Context: Evidence indicates that hypoestrogenemia is linked with accelerated progression of atherosclerosis. Premenopausal women presenting with ovulatory disruption due to functional hypothalamic amenorrhea (FHA) are characterized by hypoestrogenemia. One common and reversible form of FHA in association with energy deficiency is exercise-associated amenorrhea (EAA).
Evidence acquisition: Articles were found via PubMed search for both original and review articles based on peer review publications between 1974 and 2011 reporting on cardiovascular changes in women with FHA, with emphasis placed on women with EAA.

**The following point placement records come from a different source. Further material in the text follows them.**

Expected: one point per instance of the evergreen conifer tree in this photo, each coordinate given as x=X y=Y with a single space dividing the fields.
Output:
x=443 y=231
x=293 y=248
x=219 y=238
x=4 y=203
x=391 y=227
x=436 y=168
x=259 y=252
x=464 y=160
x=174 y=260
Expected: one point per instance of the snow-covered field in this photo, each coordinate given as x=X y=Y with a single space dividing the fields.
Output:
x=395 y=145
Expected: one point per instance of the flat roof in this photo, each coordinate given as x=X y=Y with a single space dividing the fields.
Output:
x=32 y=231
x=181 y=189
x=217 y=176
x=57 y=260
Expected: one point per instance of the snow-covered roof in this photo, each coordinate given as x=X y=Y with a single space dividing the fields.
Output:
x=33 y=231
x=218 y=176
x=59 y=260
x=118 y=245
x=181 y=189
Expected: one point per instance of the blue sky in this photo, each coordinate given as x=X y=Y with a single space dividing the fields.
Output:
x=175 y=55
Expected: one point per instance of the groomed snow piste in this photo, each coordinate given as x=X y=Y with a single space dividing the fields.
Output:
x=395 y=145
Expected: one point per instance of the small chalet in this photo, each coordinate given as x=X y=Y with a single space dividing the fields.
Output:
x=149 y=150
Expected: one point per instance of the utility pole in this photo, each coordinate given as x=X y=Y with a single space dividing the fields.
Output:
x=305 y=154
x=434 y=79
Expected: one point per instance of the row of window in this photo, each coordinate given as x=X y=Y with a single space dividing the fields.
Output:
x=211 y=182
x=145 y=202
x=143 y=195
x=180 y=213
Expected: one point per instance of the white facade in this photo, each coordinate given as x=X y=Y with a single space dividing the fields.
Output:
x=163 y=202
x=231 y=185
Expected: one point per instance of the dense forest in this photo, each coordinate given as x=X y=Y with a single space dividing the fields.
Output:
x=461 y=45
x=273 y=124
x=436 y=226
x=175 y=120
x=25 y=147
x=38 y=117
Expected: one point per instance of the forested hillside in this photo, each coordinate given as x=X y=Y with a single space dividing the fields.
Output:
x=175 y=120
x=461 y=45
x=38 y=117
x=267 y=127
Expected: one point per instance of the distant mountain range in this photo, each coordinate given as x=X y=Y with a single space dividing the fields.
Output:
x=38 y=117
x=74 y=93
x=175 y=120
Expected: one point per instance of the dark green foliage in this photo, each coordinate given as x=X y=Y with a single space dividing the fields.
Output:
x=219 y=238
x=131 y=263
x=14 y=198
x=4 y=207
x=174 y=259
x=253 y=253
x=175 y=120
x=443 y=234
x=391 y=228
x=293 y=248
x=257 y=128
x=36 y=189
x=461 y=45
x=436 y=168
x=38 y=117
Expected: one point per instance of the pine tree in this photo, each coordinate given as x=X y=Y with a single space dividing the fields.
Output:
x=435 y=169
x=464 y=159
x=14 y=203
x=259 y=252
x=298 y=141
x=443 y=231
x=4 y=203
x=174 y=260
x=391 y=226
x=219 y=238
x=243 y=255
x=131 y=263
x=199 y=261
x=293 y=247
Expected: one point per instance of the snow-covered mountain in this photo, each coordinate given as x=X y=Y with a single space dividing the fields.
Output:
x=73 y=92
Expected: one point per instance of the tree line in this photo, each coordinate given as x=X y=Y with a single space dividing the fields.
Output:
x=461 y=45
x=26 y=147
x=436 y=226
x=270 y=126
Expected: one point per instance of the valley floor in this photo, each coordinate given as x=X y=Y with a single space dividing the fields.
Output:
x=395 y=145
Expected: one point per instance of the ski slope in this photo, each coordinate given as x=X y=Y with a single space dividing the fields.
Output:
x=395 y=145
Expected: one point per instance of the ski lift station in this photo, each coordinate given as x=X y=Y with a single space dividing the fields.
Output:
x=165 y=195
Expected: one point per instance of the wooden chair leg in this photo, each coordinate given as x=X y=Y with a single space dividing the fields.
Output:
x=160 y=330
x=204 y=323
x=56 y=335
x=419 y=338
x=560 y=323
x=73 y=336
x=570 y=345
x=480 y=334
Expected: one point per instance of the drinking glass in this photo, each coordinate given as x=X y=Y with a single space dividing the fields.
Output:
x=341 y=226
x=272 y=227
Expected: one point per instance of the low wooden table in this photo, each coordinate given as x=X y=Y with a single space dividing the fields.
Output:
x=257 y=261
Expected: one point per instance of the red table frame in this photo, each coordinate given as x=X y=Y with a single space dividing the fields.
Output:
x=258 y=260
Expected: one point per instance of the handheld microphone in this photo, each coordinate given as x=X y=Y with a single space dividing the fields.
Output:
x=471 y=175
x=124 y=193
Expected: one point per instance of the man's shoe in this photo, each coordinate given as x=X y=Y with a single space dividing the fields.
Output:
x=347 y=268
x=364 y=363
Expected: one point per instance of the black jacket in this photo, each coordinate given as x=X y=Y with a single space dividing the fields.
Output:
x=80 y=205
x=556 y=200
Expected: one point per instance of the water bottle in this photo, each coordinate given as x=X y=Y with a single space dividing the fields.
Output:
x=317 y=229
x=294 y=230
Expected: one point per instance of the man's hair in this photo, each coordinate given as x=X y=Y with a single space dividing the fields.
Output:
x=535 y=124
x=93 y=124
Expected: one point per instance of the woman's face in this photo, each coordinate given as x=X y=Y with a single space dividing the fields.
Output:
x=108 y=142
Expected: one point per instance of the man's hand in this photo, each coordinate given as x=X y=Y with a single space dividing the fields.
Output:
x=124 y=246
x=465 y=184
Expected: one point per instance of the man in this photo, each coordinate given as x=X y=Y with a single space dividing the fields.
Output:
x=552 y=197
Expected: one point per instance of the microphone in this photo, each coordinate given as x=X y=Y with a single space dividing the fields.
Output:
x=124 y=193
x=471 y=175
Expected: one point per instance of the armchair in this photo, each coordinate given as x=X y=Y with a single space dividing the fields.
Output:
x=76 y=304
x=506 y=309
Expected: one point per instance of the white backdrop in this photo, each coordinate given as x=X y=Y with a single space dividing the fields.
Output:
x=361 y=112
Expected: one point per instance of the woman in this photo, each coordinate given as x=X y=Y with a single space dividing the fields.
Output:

Evidence synthesis: Despite participation in regular exercise training, hypoestrogenic women with EAA demonstrate paradoxical changes in cardiovascular function, including endothelial dysfunction, a known permissive factor for the progression and development of atherosclerosis. Such alterations suggest that the beneficial effects of regular exercise training on vascular function are obviated in the face of hypoestrogenemia. The long-term cardiovascular consequences of altered vascular function in response to ovulatory disruption in women with EAA remain to be determined. Retrospective data, however, suggest premature development and progression of coronary artery disease in older premenopausal women reporting a history of hypothalamic ovulatory disruption. Importantly, in women with EAA, estrogen therapy, folic acid supplementation without change in menstrual status, and resumption of menses restores endothelial function. In this review, we focus on the influence of hypoestrogenemia in association with energy deficiency in mediating changes in cardiovascular function in women with EAA, including endothelial function, regional blood flow, lipid profile, and autonomic control of blood pressure, heart rate, and baroreflex sensitivity. The influence of exercise training is also considered.
Conclusion: With the premenopausal years typically considered to be cardioprotective in association with normal ovarian function, ovarian disruption in women with EAA is of importance. Further investigation of the short-term, and potentially long-term, cardiovascular consequences of hypoestrogenemia in women with EAA is recommended.